Empat alasan bahwa tahun 2026 potensial menjadi tahun kegetiran (year of bitterness), yaitu :
Pertama, tidak dapat membaca kekuasaan Ilahi. Ketika bencana banjir di Aceh, Sumut, dan Sumbar terjadi tidak sedikitpun perrnyataan atau sikap penguasa yang menampilkan adanya kesadaran spritual teguran Tuhan atas perilaku sewenang-wenang merusak alam dan kerakusan materiel. Teguran yang diabaikan akan memancing bencana berkelanjutan (continuous disaster).
Kedua, tidak mengakui kesalahan dan kelemahan. Tidak perlu jumawa dengan merasa mampu untuk mengatasi, fakta kesengsaraan rakyat setempat dahsyat dirasakan. Bagaimana memulihkan ?
Prabowo merasa bersih sebagai pemenang politik bersama Gibran. Lupa bahwa kemenangan diperoleh dengan curang atas bantuan Jokowi.

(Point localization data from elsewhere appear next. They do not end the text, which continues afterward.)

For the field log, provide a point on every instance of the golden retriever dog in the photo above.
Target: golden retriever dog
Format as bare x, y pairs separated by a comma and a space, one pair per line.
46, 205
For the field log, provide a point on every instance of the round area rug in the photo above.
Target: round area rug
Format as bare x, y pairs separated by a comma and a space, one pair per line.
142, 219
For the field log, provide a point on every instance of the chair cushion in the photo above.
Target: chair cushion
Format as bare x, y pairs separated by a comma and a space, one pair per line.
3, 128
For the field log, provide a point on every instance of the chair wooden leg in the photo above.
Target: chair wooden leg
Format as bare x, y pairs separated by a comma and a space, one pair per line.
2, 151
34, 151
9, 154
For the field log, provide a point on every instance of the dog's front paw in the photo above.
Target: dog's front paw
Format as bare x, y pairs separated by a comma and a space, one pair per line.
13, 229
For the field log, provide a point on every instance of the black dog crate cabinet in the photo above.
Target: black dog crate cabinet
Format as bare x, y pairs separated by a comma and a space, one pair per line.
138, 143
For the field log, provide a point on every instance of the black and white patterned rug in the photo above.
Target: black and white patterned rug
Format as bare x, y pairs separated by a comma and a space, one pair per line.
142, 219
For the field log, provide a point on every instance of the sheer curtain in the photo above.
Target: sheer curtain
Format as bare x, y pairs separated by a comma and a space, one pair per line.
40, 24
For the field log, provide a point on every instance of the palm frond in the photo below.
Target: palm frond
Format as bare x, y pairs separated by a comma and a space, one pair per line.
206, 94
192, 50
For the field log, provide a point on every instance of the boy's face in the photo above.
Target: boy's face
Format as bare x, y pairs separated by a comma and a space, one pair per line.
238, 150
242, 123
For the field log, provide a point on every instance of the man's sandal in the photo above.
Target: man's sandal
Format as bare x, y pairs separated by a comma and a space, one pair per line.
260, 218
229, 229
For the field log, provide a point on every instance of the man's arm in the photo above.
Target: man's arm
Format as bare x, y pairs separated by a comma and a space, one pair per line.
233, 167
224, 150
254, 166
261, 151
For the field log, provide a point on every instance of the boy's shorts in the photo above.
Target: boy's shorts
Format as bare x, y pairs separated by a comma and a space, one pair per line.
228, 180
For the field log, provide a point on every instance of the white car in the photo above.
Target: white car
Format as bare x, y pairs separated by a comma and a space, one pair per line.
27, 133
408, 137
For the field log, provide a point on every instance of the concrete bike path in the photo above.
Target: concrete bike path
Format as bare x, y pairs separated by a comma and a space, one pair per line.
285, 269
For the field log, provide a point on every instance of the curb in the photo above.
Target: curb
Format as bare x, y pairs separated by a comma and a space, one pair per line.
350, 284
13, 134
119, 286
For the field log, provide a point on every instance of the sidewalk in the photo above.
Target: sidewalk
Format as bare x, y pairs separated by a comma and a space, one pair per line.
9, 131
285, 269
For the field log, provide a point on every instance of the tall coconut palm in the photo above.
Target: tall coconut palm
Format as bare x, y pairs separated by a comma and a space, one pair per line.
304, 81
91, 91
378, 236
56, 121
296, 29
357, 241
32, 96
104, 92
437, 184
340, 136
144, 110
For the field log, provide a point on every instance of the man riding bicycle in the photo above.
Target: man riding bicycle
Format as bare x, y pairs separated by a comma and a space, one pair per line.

Akan ada akibat dari kesetiaan pada kecurangan.
Ketiga, inkonsisten atau tidak satu kata dan kerja. Omong gede kerja kecil bahkan bisa tidak ada. Ciri ambivalensi adalah besar omong, ingkar janji, dan mengkhianati amanah. Reformasi Polri, IKN, banjir, Whoosh, hingga Morowali dijalankan dengan tidak ajeg. Rezim plin plan layak menuai kekecewaan bahkan perlawanan.
Keempat, bermain-main dengan hukum, moral, dan etika. Korupsi yang merajalela akibat sistem tidak bisa diatasi dengan semata agenda dan ampunan, harus fundamental dan revolusioner. Moral dan etika menjadi sokoguru perbaikan. Pemerintahan Prabowo gemar bermain-main dengan hukum, moral dan etika. Tahun berikut tinggal “siapa menabur angin, akan menuai badai”.
Tanpa tobat murka Ilahi berlanjut, rakyat yang dipinggirkan akan melawan, mahasiswa meledak karena dibungkam, tuntutan buruh tidak bisa diambangkan, santri dan ulama, emak-emak, purnawirawan, dan aktivis terus bergerak dan semakin bergejolak.
Sinyal bencana bukan hanya bamjir dan longsor tetapi juga kemarahan sosial. Tanpa sikap yang berubah sebagaimana kinerja sebelumnya, maka tahun 2026 adalah potensial menjadi tahun kegetiran.
Kiranya ayat-ayat Ilahi dibaca dan disikapi sebelum terjadi tragedi lagi.